Il est le fils de Jean Christian Hackenschmidt, vannier et poète, et de Louise Urban son épouse. Après avoir fréquenté le Gymnase à Strasbourg de 1857 à 1861 il étudie la théologie protestante dans la même ville. Avec Friedrich Ihme (de), il est en 1857 l'un des fondateurs de la Argentina à Strasbourg, confrérie d'étudiants associée à la Erlanger Wingolf dont il devait plus tard devenir membre également[2]. Il termine ses études à l'université d'Erlangen en 1862 avec une thèse sur la dogmatique luthérienne, puis est ordonné pasteur le . En 1869, il obtient son doctorat à Strasbourg avec une thèse intitulée Études sur la doctrine chrétienne du péché[3].
Il est vicaire à Ingwiller de 1864 à 1868, puis précepteur à Froeschwiller et fait un voyage d'études à Paris et en Allemagne.
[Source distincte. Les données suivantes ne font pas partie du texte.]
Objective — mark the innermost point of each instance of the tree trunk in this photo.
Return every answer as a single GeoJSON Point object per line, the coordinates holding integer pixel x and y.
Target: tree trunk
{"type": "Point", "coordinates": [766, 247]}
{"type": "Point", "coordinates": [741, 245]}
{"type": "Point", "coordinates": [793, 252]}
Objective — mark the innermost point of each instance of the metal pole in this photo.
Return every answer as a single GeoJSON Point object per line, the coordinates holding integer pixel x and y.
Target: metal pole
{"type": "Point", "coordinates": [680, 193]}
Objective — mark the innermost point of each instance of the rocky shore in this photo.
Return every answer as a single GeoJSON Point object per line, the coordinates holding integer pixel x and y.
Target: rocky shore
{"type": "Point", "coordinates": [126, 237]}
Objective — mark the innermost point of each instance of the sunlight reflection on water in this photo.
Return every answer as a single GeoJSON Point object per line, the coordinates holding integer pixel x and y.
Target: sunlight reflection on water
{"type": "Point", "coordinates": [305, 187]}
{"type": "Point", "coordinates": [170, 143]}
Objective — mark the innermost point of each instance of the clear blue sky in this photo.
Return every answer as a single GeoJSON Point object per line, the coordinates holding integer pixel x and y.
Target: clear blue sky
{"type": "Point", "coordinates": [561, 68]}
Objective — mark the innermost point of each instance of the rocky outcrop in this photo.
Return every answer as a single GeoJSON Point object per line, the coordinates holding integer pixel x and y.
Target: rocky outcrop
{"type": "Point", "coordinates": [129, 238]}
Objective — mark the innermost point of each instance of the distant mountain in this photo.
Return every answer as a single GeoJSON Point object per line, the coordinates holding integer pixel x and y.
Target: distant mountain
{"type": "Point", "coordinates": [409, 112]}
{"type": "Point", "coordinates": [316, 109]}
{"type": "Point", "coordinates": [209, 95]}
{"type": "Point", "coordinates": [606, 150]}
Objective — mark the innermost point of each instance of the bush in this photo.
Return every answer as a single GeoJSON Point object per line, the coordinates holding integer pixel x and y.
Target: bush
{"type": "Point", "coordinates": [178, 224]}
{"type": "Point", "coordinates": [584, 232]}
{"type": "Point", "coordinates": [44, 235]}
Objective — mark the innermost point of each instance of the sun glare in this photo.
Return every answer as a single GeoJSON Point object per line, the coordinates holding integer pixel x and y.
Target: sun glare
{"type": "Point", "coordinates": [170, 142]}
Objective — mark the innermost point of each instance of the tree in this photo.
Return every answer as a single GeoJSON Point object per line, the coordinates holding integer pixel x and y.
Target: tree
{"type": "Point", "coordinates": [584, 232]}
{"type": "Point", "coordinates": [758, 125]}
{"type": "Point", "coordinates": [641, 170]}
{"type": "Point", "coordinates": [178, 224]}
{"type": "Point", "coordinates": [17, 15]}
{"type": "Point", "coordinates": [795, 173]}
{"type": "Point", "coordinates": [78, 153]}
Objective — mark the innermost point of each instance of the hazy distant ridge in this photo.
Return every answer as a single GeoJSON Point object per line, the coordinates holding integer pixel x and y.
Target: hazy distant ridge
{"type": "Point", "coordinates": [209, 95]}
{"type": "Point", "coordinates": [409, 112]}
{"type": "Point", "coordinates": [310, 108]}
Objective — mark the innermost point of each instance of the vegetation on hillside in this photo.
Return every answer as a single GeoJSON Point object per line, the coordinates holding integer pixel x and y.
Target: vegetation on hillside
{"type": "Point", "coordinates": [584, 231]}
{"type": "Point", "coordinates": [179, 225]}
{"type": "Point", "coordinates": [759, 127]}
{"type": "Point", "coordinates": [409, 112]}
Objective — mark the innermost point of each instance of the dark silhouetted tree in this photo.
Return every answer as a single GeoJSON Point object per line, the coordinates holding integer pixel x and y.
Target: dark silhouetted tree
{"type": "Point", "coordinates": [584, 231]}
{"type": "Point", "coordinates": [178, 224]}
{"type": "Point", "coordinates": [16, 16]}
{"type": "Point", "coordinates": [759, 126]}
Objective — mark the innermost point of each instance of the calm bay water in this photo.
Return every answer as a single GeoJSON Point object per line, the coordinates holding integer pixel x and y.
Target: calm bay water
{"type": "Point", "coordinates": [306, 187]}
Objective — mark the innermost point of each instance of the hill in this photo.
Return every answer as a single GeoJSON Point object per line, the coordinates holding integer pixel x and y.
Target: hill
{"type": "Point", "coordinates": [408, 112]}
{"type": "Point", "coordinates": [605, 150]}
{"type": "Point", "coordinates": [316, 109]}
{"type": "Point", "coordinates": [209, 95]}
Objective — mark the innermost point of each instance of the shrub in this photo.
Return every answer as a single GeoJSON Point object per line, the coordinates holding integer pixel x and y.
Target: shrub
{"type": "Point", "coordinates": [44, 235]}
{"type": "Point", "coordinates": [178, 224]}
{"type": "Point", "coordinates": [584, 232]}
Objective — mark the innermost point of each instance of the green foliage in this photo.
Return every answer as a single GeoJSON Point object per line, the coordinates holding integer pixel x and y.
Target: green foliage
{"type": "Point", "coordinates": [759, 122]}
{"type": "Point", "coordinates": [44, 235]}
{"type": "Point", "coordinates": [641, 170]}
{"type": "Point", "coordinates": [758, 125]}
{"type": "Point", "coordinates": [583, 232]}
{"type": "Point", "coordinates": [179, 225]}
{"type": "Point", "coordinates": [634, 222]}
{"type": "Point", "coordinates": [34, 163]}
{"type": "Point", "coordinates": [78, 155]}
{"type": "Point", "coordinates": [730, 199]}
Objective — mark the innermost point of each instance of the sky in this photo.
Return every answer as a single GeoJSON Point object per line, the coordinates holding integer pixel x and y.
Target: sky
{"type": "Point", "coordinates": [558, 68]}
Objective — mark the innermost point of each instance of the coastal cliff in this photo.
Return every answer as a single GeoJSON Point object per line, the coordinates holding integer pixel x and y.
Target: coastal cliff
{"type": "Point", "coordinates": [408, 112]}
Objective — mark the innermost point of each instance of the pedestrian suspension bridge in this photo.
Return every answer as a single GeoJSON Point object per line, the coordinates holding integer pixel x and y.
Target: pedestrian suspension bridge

De 1870 à 1882 il est pasteur à Jaegerthal et de 1882 à 1885 aumônier à la prison de Strasbourg et enfin pasteur de l'Église protestante Saint-Pierre-le-Jeune, poste qu'il occupe jusqu'à sa mort. De 1909 à 1915, il est également président du Consistoire de Strasbourg.
Il est considéré comme l'un des pionniers du germanisme en Alsace-Lorraine. Dès 1870 il écrit un poème devenu célèbre pour saluer le retour de l’Alsace à la mère-patrie et commençant par : Mein Elsass deutsch, mein Elsass frei.
En 1896 l'université de Strasbourg le fait docteur honoris causa. Néanmoins, selon Siegwalt, on lui refuse une chaire à l'université de Strasbourg parce qu'il aurait été « trop allemand[4] ».
Hackenschmidt épouse Emilie Baranowska le à Bâle (Suisse). Il est le père de l'artiste Sabine Hackenschmidt qui réalise son portrait en 1909.